My first experience with selling something came the summer after I had turned 13. We had some old electronics lying around the house, and I decided to try and sell them on eBay. The experience was enthralling. It seemed so easy– find some junk, write some text, and boom. Back then eBay was still a free for all, and you could double your final bid price simply by making a compelling ad.
However, most people did not create compelling ads. So I would contact sellers to give me more details and pictures, which most gladly did. With this competitive advantage, I would purchase at a low price, and then immediately relist the item at a higher price. I made about $2,000 that summer, a fortune to a 13 year old.
Designing these ads is the origins of my interest in programming and design, but that’s a different story. I went on to sell everything I could think of that had low barriers of entry, high profit margin, and low competition. This meant selling everything from IR LEDs to silly putty. Yes, silly putty. By the pound.

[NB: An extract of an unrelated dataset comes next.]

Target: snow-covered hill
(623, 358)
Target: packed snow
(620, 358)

My experience grew until my freshman year of college when I started my first structured business, WarrantyVoidStickers.com. The idea started after I was unable to purchase a small quantity tamper evident labels for some electronics I was considering importing (which never happened).
The premise was simple and familiar– purchase large quantities of stickers, split them into smaller quantity lots, and sell them. Over my college years, the business supplied much needed spending money and kept me busy.
And I can always say I’ve sold silly putty and stickers.